Tag input merging — design decision

Server tags and IndexedDB tags are merged in one dropdown, each row labelled with its source ("offentlig", "privat", "kun din"). For a public/semi activity, suggestions from the private index are shown but clearly marked "kun din" so the user understands accepting them will publish that tag.

If we ever want to keep them strictly separate, the change goes in TagInput.svelte — the rest of the app passes suggestions through unchanged.

What's deferred (documented in SECURITY.md)

  • Server-side rate limiting on auth/recovery endpoints. The recovery verifier closes the lockout-DoS; rate limiting reduces the online brute-force surface on top of that.
  • CSP / SRI for the SPA.

Recovery verifier — deviation from the spec

The original spec stored only kek_salt, wrapped_dek_pw+nonce, rec_salt, and wrapped_dek_rec+nonce. We additionally store rec_auth_salt and rec_auth_verifier_hash so the server can verify the caller knows the recovery code before /auth/recovery-complete writes anything. This is the only deviation from the spec's stated storage model — documented in SECURITY.md.

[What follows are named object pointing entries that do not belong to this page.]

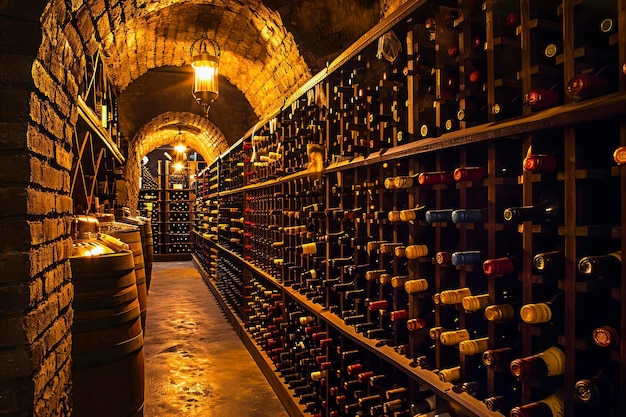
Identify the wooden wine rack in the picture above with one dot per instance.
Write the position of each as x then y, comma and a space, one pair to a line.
369, 120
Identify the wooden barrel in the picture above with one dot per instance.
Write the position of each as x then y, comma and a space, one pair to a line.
145, 229
107, 338
132, 237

If you find yourself "simplifying away" the rec_auth_* columns or the verifier check, stop: that re-opens the lockout DoS. See the test in tests/auth.test.ts for the regression case.

Run / test / typecheck

  • bun install
  • bun run dev:server (API on :3000)
  • bun run dev:frontend (SPA on :5173, proxies /api)
  • bun test — must pass. Crypto tests are the regression net.
  • bun run typecheck — server and frontend TS.

Build / deploy

  • bun run build:frontend produces frontend/dist.
  • NODE_ENV=production bun run start serves API + static frontend.
  • Containerfile builds a single podman-ready image; one volume mounts /app/data for the SQLite file. README has the podman build / podman run snippet. Build args BUILD_DATE and GIT_REVISION propagate to OCI labels and /etc/build-info.

Language

UI is in Norwegian Bokmål (lang="nb" on <html>). Default text for any new UI strings should be Bokmål too. Don't add Nynorsk unless the user explicitly asks for it.

When stuck, re-read

  1. winter-list-claude-code-prompt.md — the original spec.
  2. SECURITY.md — the cryptographic model.
  3. Then look at the code.

If the spec, SECURITY.md, and the code disagree, the spec wins and the code needs fixing. If the spec and SECURITY.md disagree, flag it before changing anything.